# newlywed, seperated, now he wants me back??



## Chuckyegg (Dec 16, 2011)

Help? i dont know what to do
Ill try and keep this brief! its a long and complicated story..
me and my partner got married after 6 years together, we were best friends. a couple of months before our wedding he started going running with one of his friends girlfriends. this wasnt a problem i sort of knew her, she was in a long term relationship with his friend and all was fine. their facebook chats got flirty after a couple weeks and people regularly asked me about it. i tried to ignore it but it was getting hard especially with the wedding up coming. She and her then BF (my new husbands friend) split up an hour after our wedding ceremony and it ruined our day, after the wedding her and my husband got closer, him claiming she needed support because all of the friends they shared had turned against her because of what happened at our wedding and he was her only friend. it got worse and worse and I asked him what was going on as he was seeing her more and more and i started not to excist. he got angry and called me a bore and a moron. a couple of times i tried to talk to him but he wasnt interested, eventually he became so horrible i asked him to move out (we lived with my parents so we could save for a house) it took about 3 weeks to find somewhere to live (meanwhile still living at my parents house), i eventually found out all their friends had disowned both of them because of their behaviour and that they were thinking of moving in together as she 'had' to leave the house she had shared with her ex long term partner and he had to leave here. even tho he was still living in my parents house with me (he slept on the sofa) we were just ships in the night, not speaking, we couldnt even look at each other. Her ex boyfriend calls me to say its all come out and 'they've' admitted it, they have been 'seeing' each other for about 2 weeks but not slept together. my husband doesnt know ive had the call so i wait for him to tell me, i want to hear it from him. he doesnt, a few days pass and he still doesnt tell me anything (he has said throughout he hasnt cheated never would, they are just friends) i call her ex bf to question it. he then tells me when HE spoke to my husband he denied they were seeing each other but she says its true. so when he called me before to say THEY have admitted it, THEY hadn't, she had. so i was waiting for a confession that was never going to happen if he hadnt confessed to him, i just got the feeling that when he called me before he made it sound like my husband had admitted all, and now was saying he hadnt. 
anyway they eventually moved in together as 'friends' according to him, i had contact with him every couple of days if he had post to collect or another moving box. i am still in contact with her ex and their friends who tell me she has told them they are officially together, sharing a bed and being a couple... i ask him and he denies it. he says they have separate rooms, and that they barely speak because they've ruined both their lives. after about a month of living apart he calls me in tears saying how sorry he is that he put his friendship with her above our marriage and that he wants to try again with us. this came as a shock to me as as far as i had heard they were a couple. he said everything i had heard from his ex friends was rubbish and they are just trying to turn me against him. we've seen and talked alot since, and i think he is serious about working on our marriage... but im so confused why is she saying these things and he's saying they arent true..? just dont know what to do, i want to try again but need to know if they were seeing each other or if she was lying! or if (even tho its unlikely) his friends were lying?! :scratchhead: 
what the hell do i do, so much has happened and i dont know who is lying and who isnt, i said to my husband i want to hear it from her if they arent doing anything but he says she wont speak to me?!? and can we work on our marriage when he still lives with her???? he cant come back here its too soon and up in the air for me to let him back in my life like that. he says he is trying to move out of the house they are renting but money is tight.


----------



## warlock07 (Oct 28, 2011)

Why won't she talk to you?

He is playing you here. Don't be naive. Did he not realize that he was putting the friendship over your marriage when he moved in with her.
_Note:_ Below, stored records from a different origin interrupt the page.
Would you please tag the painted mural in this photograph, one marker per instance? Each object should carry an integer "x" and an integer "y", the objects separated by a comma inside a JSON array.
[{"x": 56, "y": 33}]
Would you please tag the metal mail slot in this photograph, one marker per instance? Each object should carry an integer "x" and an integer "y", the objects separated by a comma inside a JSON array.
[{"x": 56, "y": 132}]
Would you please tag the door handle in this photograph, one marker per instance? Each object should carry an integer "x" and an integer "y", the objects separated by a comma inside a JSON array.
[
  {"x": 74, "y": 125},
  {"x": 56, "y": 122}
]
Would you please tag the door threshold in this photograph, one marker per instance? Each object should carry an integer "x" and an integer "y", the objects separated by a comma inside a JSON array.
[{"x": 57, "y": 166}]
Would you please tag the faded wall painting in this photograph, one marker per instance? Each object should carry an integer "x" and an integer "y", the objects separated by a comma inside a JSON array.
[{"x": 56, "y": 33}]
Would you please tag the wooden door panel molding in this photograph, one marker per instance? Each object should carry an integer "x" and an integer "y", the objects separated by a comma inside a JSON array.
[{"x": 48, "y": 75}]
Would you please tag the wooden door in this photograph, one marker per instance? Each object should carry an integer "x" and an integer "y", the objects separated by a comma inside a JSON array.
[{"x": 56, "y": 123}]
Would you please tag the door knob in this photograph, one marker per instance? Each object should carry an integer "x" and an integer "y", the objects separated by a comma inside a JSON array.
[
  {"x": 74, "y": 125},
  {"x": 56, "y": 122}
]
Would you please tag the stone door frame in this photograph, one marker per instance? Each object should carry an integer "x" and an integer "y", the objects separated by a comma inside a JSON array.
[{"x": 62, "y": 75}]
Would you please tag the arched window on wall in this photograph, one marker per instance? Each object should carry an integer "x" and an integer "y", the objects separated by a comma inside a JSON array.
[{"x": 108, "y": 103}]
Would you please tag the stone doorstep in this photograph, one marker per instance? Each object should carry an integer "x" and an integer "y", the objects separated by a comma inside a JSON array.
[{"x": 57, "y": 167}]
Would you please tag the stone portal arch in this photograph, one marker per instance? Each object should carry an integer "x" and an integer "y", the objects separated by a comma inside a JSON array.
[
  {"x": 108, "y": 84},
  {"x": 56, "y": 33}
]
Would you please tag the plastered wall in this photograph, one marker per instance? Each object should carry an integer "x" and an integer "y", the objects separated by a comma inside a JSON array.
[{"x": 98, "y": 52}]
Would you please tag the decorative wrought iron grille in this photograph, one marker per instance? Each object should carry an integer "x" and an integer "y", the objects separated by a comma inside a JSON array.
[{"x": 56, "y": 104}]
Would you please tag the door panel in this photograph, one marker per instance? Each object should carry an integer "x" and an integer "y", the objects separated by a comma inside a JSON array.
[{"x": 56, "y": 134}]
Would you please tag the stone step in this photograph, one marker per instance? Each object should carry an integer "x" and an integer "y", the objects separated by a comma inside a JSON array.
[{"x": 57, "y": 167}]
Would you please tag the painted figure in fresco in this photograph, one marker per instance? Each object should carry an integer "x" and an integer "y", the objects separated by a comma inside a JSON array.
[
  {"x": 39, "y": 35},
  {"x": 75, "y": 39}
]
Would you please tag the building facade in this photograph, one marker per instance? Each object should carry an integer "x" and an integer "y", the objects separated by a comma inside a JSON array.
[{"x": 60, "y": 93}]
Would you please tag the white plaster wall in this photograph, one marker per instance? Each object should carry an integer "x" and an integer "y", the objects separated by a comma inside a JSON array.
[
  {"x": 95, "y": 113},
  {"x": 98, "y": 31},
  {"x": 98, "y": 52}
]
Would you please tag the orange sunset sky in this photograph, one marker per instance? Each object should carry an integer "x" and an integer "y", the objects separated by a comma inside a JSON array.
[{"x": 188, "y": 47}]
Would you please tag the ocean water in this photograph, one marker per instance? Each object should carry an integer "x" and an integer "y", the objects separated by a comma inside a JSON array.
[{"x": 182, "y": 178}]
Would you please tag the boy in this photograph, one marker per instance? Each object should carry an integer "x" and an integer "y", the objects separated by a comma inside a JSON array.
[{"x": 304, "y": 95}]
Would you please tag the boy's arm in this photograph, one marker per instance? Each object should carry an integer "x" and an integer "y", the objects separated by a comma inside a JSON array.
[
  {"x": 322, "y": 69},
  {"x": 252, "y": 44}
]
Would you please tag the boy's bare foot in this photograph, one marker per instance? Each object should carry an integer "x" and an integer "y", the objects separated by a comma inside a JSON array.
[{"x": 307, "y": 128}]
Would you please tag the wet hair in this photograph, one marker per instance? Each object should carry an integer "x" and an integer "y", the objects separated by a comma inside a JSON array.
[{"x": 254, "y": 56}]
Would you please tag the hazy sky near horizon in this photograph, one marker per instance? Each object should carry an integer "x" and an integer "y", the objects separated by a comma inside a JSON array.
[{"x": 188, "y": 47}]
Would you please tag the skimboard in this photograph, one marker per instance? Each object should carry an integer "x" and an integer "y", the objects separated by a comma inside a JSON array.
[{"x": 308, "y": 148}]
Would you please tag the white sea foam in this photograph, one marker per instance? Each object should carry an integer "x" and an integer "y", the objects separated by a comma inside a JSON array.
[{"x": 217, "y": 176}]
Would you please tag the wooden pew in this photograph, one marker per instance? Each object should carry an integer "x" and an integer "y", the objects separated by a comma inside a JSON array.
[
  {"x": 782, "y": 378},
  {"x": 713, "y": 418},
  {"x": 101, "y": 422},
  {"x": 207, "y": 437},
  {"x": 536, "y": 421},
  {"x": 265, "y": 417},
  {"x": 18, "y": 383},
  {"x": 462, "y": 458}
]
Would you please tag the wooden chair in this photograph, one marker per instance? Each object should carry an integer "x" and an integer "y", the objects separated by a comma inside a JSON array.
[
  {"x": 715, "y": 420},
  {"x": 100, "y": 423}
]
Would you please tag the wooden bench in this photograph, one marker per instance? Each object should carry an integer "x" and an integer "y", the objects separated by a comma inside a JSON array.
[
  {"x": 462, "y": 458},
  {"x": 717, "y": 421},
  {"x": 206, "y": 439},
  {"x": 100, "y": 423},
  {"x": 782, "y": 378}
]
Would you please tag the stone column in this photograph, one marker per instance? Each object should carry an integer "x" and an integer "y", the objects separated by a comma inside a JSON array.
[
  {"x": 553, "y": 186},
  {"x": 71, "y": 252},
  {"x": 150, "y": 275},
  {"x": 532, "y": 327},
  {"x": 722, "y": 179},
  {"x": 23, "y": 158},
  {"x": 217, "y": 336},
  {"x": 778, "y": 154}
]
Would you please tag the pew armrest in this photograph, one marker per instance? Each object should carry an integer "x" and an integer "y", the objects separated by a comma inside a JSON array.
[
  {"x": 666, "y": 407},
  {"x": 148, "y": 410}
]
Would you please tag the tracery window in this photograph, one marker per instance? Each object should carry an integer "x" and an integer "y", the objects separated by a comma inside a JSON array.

Yes, they did have sex, for one month. Base your decisions on this assumption. Try to talk to her.


----------



## EleGirl (Dec 3, 2011)

warlock07 said:


> Why won't she talk to you?
> 
> He is playing you here. Don't be naive. Did he not realize that he was putting the friendship over your marriage when he moved in with her.
> 
> Yes, they did have sex, for one month. Base your decisions on this assumption. Try to talk to her.


:iagree:


----------



## EleGirl (Dec 3, 2011)

Do you know how to find her without getting your husband involved? Go to her place of work and ask her to have a cup of coffee with you and talk? 

Or go to the place they live when he is not there. See the apartment. Are there two bedrooms? Or is it clear that they share a bed?

If he cared for you he'd be out of her place in a moment's time.


----------